La rivoluzione della diretta tivù

lunedì 17 gennaio 2022


Siamo ormai tutti collegati via Internet con i nostri telefonini, computer, satelliti. Trent’anni fa non era così. C’erano questioni tecniche e giuridiche. A ricordarcelo è il trentesimo anniversario della prima edizione del Tg5 di Canale 5. Il 13 gennaio 1992 è una data storica perché veniva interrotto il monopolio della diretta da parte della Rai. Le televisioni private soltanto dal settembre 1992 avevano ottenuto, grazie alla Legge Mammì, la possibilità di fare il grande salto. La Fininvest, dell’imprenditore milanese Silvio Berlusconi, poteva organizzare le trasmissioni in diretta sia per i telegiornali che per lo sport. All’epoca anche Telemontecarlo poteva trasmettere in diretta ma era considerata una emittente straniera come Capodistria. Riferendosi all’applicazione della legge del repubblicano Mammì Adriano Galliani, uno dei top manager del gruppo del Biscione, poteva annunciare che dal 23 agosto era scattato anche per le reti private l’obbligo di diffondere i telegiornali. A interrompere qualsiasi illazione o restrizione ci pensò l’allora ministro delle Poste Carlo Vizzini secondo il quale era scontato che i telegiornali avevano necessità della diretta. Tesi contrastata dall’allora giovane Vincenzo Vita che con Walter Veltroni decidevano le linee guida del Pci in materia di informazione. E infatti il Pci nel 1989 aveva ottenuto con Angelo Guglielmi alla Rete Tre e con Sandro Curzi al Tg3 la gestione di un intero canale.

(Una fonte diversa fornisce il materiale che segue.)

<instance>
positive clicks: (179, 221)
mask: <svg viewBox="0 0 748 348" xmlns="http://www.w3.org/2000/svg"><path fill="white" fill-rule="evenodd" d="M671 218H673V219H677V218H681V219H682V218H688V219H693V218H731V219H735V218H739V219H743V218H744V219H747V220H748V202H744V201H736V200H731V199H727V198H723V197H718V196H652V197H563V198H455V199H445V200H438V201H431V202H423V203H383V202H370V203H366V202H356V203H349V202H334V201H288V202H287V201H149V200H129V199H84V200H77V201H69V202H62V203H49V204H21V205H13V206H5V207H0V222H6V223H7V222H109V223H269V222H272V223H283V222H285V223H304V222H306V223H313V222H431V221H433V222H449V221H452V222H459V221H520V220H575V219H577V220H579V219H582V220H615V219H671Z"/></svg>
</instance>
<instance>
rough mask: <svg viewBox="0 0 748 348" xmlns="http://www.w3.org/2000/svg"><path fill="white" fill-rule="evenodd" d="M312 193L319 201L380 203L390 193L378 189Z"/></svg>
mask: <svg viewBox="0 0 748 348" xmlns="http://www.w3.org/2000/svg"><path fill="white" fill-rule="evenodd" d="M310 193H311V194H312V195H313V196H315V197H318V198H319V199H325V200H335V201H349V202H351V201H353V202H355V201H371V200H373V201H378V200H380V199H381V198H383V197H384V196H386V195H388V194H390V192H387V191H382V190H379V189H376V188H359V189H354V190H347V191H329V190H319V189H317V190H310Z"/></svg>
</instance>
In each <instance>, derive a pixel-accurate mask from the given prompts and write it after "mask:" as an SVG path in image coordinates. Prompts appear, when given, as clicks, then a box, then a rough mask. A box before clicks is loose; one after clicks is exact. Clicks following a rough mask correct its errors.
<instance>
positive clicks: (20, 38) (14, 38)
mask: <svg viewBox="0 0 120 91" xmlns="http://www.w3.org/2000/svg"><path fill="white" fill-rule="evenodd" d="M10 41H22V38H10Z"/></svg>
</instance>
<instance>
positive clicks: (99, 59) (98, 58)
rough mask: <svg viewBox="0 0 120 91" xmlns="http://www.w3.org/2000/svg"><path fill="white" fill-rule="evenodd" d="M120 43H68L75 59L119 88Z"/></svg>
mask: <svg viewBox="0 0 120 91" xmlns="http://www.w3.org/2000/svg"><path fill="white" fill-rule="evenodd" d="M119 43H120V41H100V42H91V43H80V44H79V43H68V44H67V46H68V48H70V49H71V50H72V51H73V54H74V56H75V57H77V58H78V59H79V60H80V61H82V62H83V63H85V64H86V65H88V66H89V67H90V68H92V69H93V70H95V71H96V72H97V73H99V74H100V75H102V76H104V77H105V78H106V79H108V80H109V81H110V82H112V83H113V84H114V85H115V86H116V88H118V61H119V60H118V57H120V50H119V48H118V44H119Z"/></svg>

Era anche un tentativo di sbarrare la strada all’assegnazione delle concessioni tv: nove alle emittenti nazionali (più le tre della Rai) e circa 500 alle tivù locali. Il progetto spiegato da Adriano Galliani partiva subito dal campionato di calcio (una specie della trasmissione per eccellenza condotta da Paolo Valenti e coordinata da Guglielmo Moretti e Gilberto Evangelisti Tutto il calcio minuto per minuto) per allargarsi alle notizie. Il tempo per preparare organigramma, orari di trasmissione, sedi redazionali, scelte tematiche ed ecco la prima scelta: il direttore. A Fedele Confalonieri e a Galliani (lui milanista) piaceva un giovane inviato (anche se interista) del Tg1 della Rai. Enrico Mentana dalla folta chioma, svelto di parola (era soprannominato Mitraglia) era il giornalista adatto per questa esperienza innovativa. Il collaudato Emilio Fede portava avanti Rete 4. Informazione così in tempo reale. Il primo Tg5 del 13 gennaio 1992 è delle ore 13, condotto dalla giovane cronista Cristiana Parodi che si presentò in tailleur giallo firmato Max Mara, poco trucco, top bianco girocollo, orecchini gold. Uno stile. La classe dei conduttori distinguerà sempre Tg5 anche dopo i 12 anni di direzione di Mentana quando subentrò il giornalista “arbiter elegantiarum” Carlo Rossella che rimase al vertice per tre anni fino al 2007 quando prese le redini del comando Clemente Mimun che con i suoi fidi collaboratori da Cesara Buonamici a Claudio Fico dirige ancora la testata che ha inanellato tanti successi e che ha rappresentato l’alternativa al Tg1 della Rai, prima della nascita de La 7 del gruppo Cairo e con al vertice Enrico Mentana. Una grave malattia ha impedito a Lamberto Sposini di continuare il suo diretto impegno giornalistico.

Come ricorda Clemente Mimun, “siamo arrivati quando c’era il monopolio assoluto delle testate Rai. Eravamo 45 giornalisti e sfidavamo una corazzata. Avevamo alle spalle Silvio Berlusconi che quando si tratta di lanciare sfide impossibili non si tira mai indietro. Gli obiettivi di ieri sono gli stessi ancora di oggi”. L’obiettivo è di fare un buon prodotto, raggiungere un vasto pubblico, rigore nel budget. E la soddisfazione dell’amministratore delegato Pier Silvio Berlusconi è quella di essere “un punto di riferimento assoluto dell’informazione italiana. Trent’anni di credibilità, modernità, innovazione conquistati con il lavoro di tutti”. Compleanno con il botto per i quasi 8 milioni di ascoltatori (33, 2 di share) della partita trasmessa da Canale 5 di Supercoppa Inter-Juventus (vinta dai nerazzurri al 121° minuto di gioco).